Renal failure with need for long-term dialysis access.

Renal failure with need for long-term dialysis access.

Placement of Tesio permanent catheter via right internal jugular vein.

SURGEON:  John Doe, MD


Local with monitored anesthesia care.


The patient is a (XX)-year-old patient who has renal insufficiency. This may be secondary to drug overdose. The patient will need to have a dialysis catheter placed. The patient does not yet know whether her need for dialysis will be permanent. I have recommended to her that she have a Tesio catheter placed. The risks of bleeding, infection, vascular injury, pneumothorax, and thrombosis were all carefully discussed and the patient's questions were answered.  The patient appeared to understand and agreed to proceed with the aforementioned procedure.

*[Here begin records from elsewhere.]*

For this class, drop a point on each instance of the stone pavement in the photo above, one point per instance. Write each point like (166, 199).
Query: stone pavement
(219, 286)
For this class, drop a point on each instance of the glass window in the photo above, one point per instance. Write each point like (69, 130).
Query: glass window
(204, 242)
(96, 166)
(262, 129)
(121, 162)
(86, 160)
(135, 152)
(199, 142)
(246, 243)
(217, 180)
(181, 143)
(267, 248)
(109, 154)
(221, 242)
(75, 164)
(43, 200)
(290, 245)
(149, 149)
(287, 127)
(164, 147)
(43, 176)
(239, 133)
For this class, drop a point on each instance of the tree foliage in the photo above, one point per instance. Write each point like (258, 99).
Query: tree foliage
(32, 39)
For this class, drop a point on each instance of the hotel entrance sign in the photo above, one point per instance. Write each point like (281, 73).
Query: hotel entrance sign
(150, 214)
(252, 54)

The patient had a previous right internal jugular vein catheter, which was removed about 3 days ago. The area appeared clean. There were good jugular venous pulses noted both on the left and right side. We prepped both the right and left sides, neck, and chest and draped with sterile towels and drapes. The head was turned left, and then the patient was placed in Trendelenburg.

Using a 22 gauge needle, the skin posterior to the sternocleidomastoid muscle at the base of the neck was infiltrated. The needle was advanced towards the internal jugular vein. The intermediate soft tissues were anesthetized, and the position of the vein was noted. Successful venipuncture was then accomplished with 2 single Cook needles and 2 guidewires were passed into it. The catheter exit sites were then selected on the chest wall. The tunnels were anesthetized, and the catheter was passed through the tunnels, flushed with heparinized saline and then locked. The vein dilator peel-away sheath was then passed over each of the guidewires into the central circulation.

The dilators and wires were removed. The sheath was then immediately clamped to prevent bleeding aspiration and each catheter was then passed through its respective sheath into the central circulation while the sheath was peeled away.

Using C-arm fluoroscopy, the position of the catheters was adjusted so that the venous catheter was approximately 3 cm distal to the arterial catheter tip in the mid atrium to supine from Trendelenburg position. It was easy to aspirate and infuse both catheters. Both catheters were then fully flushed with heparinized saline and locked. The venipuncture site was closed with 4-0 Vicryl suture, and the catheter exit site closed with 4-0 Vicryl suture. Sterile bandages were applied.

The patient tolerated the procedure without complications. The final sponge, needle, and instrument counts were correct. The patient left the operating room in satisfactory condition.